2- Require all mutual fund salespeople to become licensed to sell ETF securities. No salesperson selling mutual funds should be able to do so without providing a comparison to the top selling ETF fund in terms of performance and fees, as well as the cheapest priced mutual fund in the same category. This is a low threshold but one that is not even being talked about. Consumers do not know their options and this would force salespeople to at least acknowledge that lower cost options are available.

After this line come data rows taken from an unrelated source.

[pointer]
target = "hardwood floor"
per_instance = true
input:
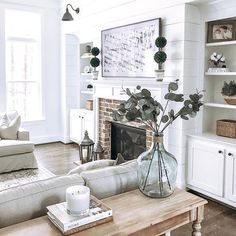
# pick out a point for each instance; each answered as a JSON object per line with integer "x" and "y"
{"x": 57, "y": 157}
{"x": 219, "y": 219}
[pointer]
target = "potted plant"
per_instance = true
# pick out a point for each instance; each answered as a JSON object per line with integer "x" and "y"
{"x": 95, "y": 62}
{"x": 160, "y": 57}
{"x": 157, "y": 168}
{"x": 229, "y": 91}
{"x": 218, "y": 61}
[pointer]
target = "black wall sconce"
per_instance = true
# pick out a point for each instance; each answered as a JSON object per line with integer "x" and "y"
{"x": 67, "y": 16}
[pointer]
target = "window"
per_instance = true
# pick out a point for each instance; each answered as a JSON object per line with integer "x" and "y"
{"x": 23, "y": 63}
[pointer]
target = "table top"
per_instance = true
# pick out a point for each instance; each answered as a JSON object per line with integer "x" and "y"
{"x": 132, "y": 212}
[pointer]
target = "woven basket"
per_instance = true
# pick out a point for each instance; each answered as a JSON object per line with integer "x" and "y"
{"x": 226, "y": 128}
{"x": 230, "y": 100}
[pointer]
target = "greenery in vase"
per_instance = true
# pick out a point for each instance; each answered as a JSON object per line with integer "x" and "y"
{"x": 95, "y": 62}
{"x": 229, "y": 89}
{"x": 217, "y": 59}
{"x": 160, "y": 56}
{"x": 141, "y": 106}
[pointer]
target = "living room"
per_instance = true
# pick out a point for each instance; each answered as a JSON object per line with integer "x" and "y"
{"x": 46, "y": 76}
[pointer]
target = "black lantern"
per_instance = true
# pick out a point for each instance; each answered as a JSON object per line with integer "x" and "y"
{"x": 97, "y": 151}
{"x": 86, "y": 148}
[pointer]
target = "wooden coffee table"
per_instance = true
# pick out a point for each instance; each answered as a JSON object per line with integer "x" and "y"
{"x": 134, "y": 214}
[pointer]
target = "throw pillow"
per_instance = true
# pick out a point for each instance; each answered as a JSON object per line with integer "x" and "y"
{"x": 5, "y": 121}
{"x": 10, "y": 132}
{"x": 92, "y": 165}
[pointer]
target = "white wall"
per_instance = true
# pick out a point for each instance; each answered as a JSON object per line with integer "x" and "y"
{"x": 49, "y": 129}
{"x": 181, "y": 28}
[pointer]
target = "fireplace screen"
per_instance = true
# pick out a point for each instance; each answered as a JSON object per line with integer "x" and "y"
{"x": 127, "y": 140}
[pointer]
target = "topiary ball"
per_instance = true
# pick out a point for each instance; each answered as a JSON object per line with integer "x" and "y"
{"x": 95, "y": 62}
{"x": 160, "y": 57}
{"x": 95, "y": 51}
{"x": 161, "y": 42}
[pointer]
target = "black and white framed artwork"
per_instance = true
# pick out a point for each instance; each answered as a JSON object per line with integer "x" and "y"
{"x": 127, "y": 51}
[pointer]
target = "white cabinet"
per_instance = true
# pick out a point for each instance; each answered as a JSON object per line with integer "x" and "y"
{"x": 81, "y": 120}
{"x": 206, "y": 167}
{"x": 230, "y": 190}
{"x": 212, "y": 169}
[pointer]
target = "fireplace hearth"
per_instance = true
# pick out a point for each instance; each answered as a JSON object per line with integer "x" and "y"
{"x": 128, "y": 140}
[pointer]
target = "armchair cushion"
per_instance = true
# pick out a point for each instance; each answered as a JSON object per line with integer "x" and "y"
{"x": 10, "y": 132}
{"x": 23, "y": 134}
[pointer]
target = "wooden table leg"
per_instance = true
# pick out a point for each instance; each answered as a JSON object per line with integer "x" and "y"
{"x": 197, "y": 228}
{"x": 197, "y": 223}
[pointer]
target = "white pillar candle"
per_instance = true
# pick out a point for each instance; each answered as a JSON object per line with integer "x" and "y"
{"x": 77, "y": 199}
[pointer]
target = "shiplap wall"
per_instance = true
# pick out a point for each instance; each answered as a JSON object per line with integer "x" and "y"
{"x": 180, "y": 25}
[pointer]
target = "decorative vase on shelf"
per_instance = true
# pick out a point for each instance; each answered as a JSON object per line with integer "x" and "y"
{"x": 95, "y": 74}
{"x": 157, "y": 170}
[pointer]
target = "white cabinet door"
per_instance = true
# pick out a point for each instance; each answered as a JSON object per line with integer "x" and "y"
{"x": 88, "y": 125}
{"x": 75, "y": 126}
{"x": 230, "y": 175}
{"x": 206, "y": 166}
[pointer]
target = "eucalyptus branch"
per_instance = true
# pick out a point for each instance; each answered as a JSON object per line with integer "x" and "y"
{"x": 163, "y": 113}
{"x": 171, "y": 120}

3- Any person selling securities should have a fiduciary obligation to put the client’s interest before their own. Most investors already think this is the case and are shocked to find their interests are not primary and often not even secondary in the process. Salespeople currently can first look to what pays the most commission, then look to see what most benefits their parent company, and then select any fund that meets those requirements and is deemed “suitable” for the client and sell it to an unsuspecting investor.
Do I think any of these changes will happen? Actually, yes I do. They will happen when every other major country has already made similar changes. It will be very late and not likely in my lifetime. Look to Australia where governments are not afraid to challenge the financial status quo; look to the U.S. where litigation helps shape regulations; and look to Britain where government has created regulatory bodies with a true focus on protecting investors.
In Canada we can dream big......but we do not have the courage to take on the establishment....yet!